In a filing with the Securities and Exchange Commission (SEC) yesterday (18 June), the New York-based investment group urged Lancaster to sell off its automotive, glassware and candle businesses in order to improve profitability and shareholder returns.
Lancaster Colony said last year that it was looking at strategic alternatives, which could include the sale of its non-food businesses. But Barington CEO James Mitarotonda said in a letter to Lancaster Colony CEO John Gerlach on 15 June that “it appears that little progress has been made toward achieving these objectives to date”.
Lancaster Colony spokesman Earle Brown said Barington’s filing was nothing new and that the company has met with the firm several times in the past year. “It’s all ideas that have been put forth before,” he said, adding that the company had continued to explore non-food disposals.
Barrington also said in the letter that Lancaster Colony’s share price performance had “consistently lagged” other food producers and the market as a whole. In addition to divesting from the non-food businesses, he said the company needs to improve the profitability of the specialty foods segment and to improve the business’ capital structure.

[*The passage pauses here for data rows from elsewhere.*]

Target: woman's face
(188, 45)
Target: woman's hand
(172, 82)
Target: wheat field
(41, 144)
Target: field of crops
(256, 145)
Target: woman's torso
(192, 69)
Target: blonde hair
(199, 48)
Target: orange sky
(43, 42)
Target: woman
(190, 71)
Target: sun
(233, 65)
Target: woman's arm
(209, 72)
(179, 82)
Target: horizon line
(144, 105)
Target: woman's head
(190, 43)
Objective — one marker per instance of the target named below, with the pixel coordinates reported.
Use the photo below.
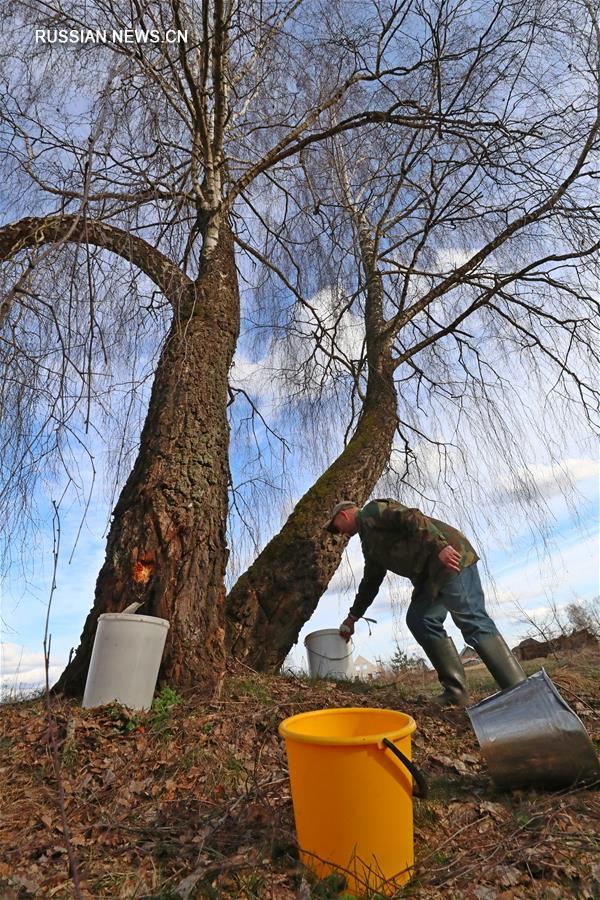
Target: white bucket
(329, 656)
(125, 660)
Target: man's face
(345, 521)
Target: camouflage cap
(344, 504)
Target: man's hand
(347, 628)
(450, 557)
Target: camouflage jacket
(406, 542)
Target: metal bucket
(530, 736)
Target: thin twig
(52, 739)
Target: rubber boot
(444, 657)
(499, 659)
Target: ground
(191, 800)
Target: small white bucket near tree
(125, 660)
(329, 656)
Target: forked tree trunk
(273, 599)
(167, 542)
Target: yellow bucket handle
(416, 773)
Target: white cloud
(556, 478)
(260, 378)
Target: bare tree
(479, 237)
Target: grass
(200, 787)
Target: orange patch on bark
(142, 570)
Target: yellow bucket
(350, 774)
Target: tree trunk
(167, 542)
(273, 599)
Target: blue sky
(522, 574)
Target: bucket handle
(416, 773)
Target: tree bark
(273, 599)
(167, 542)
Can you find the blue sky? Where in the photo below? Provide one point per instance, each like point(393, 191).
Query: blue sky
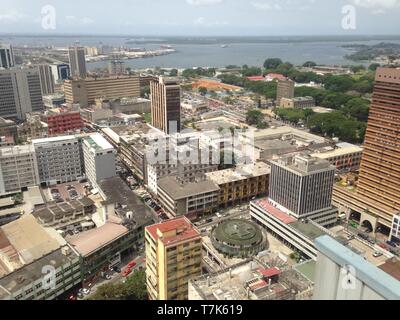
point(201, 17)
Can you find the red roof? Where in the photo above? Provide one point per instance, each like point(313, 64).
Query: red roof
point(256, 78)
point(183, 227)
point(269, 273)
point(267, 206)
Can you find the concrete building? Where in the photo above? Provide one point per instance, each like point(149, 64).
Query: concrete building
point(193, 198)
point(380, 173)
point(6, 56)
point(46, 79)
point(241, 184)
point(33, 128)
point(85, 91)
point(60, 71)
point(61, 121)
point(77, 61)
point(344, 156)
point(285, 89)
point(302, 186)
point(298, 103)
point(20, 93)
point(116, 67)
point(18, 169)
point(99, 157)
point(296, 234)
point(166, 104)
point(173, 257)
point(343, 275)
point(59, 159)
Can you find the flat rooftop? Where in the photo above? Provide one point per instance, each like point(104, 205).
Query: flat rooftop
point(180, 190)
point(176, 231)
point(240, 173)
point(90, 241)
point(117, 192)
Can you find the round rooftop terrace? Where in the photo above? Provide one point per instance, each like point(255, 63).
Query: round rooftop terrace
point(238, 238)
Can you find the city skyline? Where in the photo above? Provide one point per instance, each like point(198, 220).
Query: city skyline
point(204, 17)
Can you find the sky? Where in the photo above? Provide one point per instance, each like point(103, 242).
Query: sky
point(201, 17)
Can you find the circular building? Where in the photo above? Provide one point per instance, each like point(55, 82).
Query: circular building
point(238, 238)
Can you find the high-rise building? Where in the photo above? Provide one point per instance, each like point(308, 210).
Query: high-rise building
point(99, 157)
point(285, 89)
point(20, 93)
point(6, 56)
point(59, 159)
point(302, 186)
point(116, 67)
point(46, 79)
point(379, 178)
point(18, 169)
point(166, 104)
point(85, 91)
point(173, 256)
point(60, 71)
point(77, 61)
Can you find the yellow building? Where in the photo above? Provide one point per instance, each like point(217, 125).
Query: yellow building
point(86, 91)
point(173, 257)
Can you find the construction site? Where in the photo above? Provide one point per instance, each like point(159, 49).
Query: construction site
point(260, 278)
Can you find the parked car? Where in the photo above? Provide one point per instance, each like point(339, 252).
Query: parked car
point(377, 254)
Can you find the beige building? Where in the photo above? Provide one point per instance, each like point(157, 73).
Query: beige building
point(285, 90)
point(298, 103)
point(85, 91)
point(165, 104)
point(173, 257)
point(18, 169)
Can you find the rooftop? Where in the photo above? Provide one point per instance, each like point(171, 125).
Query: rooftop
point(90, 241)
point(174, 231)
point(239, 173)
point(177, 189)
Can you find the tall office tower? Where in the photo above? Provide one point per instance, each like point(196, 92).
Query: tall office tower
point(285, 89)
point(173, 256)
point(20, 92)
point(77, 62)
point(116, 67)
point(379, 178)
point(6, 56)
point(165, 104)
point(85, 91)
point(60, 71)
point(301, 185)
point(46, 79)
point(59, 159)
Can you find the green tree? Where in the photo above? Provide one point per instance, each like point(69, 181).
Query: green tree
point(272, 63)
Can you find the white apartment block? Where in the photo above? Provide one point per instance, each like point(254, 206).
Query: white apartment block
point(59, 159)
point(99, 157)
point(18, 169)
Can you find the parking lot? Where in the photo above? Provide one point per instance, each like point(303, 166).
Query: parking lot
point(66, 191)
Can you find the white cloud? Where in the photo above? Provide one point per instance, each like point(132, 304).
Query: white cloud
point(265, 6)
point(78, 20)
point(204, 2)
point(377, 6)
point(12, 16)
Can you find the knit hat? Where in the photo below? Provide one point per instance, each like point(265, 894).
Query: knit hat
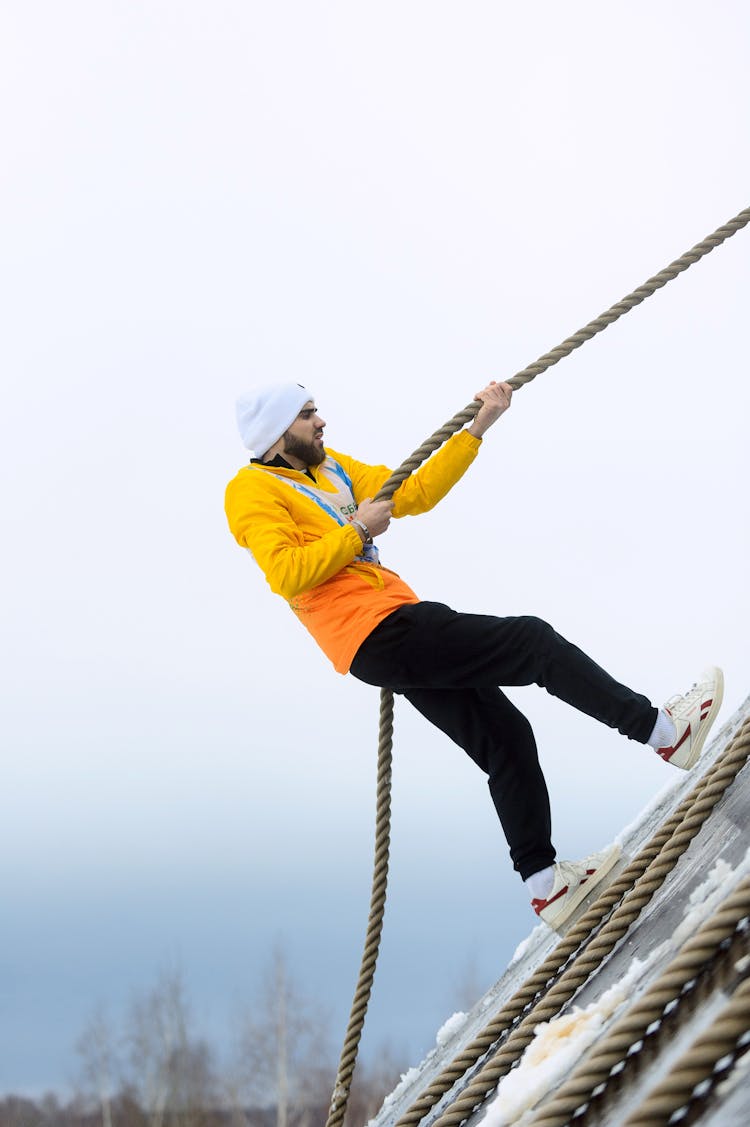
point(264, 414)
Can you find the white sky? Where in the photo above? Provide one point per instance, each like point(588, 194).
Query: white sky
point(391, 204)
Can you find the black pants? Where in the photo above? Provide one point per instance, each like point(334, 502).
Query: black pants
point(449, 666)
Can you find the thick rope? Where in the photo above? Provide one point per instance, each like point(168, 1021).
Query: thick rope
point(375, 925)
point(695, 810)
point(700, 957)
point(699, 1063)
point(539, 984)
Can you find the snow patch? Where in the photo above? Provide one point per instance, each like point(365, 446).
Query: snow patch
point(449, 1028)
point(556, 1049)
point(703, 901)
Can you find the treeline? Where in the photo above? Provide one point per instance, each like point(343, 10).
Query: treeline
point(151, 1070)
point(124, 1111)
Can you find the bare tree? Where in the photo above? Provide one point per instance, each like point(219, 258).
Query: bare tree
point(96, 1050)
point(171, 1074)
point(283, 1056)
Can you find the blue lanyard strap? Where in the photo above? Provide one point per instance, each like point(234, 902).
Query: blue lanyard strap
point(370, 553)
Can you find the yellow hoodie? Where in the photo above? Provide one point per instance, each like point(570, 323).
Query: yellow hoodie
point(311, 560)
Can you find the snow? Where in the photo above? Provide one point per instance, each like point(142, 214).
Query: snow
point(559, 1044)
point(556, 1048)
point(449, 1028)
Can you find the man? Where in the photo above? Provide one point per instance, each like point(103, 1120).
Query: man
point(308, 517)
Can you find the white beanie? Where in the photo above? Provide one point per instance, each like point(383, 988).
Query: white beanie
point(265, 414)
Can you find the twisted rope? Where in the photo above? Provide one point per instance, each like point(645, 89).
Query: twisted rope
point(699, 1063)
point(519, 380)
point(702, 958)
point(687, 822)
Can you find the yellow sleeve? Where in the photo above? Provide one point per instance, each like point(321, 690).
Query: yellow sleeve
point(424, 488)
point(293, 555)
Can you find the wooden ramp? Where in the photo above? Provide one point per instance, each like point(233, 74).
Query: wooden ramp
point(640, 1014)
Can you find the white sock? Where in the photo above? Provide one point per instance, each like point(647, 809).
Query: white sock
point(664, 733)
point(540, 884)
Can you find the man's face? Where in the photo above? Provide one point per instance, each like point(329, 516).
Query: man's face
point(303, 440)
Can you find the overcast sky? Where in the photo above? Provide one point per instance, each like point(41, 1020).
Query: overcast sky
point(393, 204)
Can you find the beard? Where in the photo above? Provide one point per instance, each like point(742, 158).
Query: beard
point(308, 452)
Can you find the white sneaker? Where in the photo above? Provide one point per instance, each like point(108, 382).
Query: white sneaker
point(574, 883)
point(693, 716)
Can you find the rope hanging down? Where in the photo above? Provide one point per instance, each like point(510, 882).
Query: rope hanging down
point(385, 744)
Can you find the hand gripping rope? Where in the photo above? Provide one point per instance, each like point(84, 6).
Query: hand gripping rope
point(385, 742)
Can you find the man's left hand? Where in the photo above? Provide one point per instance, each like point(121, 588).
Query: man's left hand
point(495, 399)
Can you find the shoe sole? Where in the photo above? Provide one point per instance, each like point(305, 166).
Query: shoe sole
point(587, 887)
point(707, 724)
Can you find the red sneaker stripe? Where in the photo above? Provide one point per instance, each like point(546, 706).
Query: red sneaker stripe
point(540, 905)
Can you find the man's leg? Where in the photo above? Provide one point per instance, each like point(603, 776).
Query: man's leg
point(430, 646)
point(500, 741)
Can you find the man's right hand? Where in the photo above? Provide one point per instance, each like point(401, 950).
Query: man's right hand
point(375, 514)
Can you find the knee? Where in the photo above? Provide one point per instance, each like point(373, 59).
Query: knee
point(538, 633)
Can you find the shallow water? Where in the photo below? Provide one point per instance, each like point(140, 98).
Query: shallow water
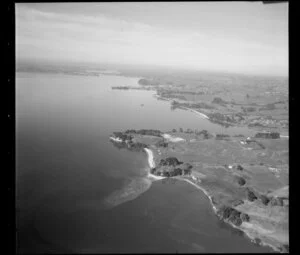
point(76, 192)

In response to suggestions that it had dragged its feet in addressing declining profitability from non-food operations, Lancaster Colony said that it had made changes over the past year by closing an industrial glass plant in Lancaster, selling an automotive accessories business in Wapakoneta, and acquiring the Alabama-based frozen roll and biscuit maker Marshall Biscuit Company.
But Mitarotonda said that Barington was “extremely disappointed that this is all the company has to show for its efforts”.
Lancaster Colony’s specialty food businesses produce salad dressings, frozen rolls and other food products, and accounted for 60.5% of the company’s US$1.17bn turnover last year.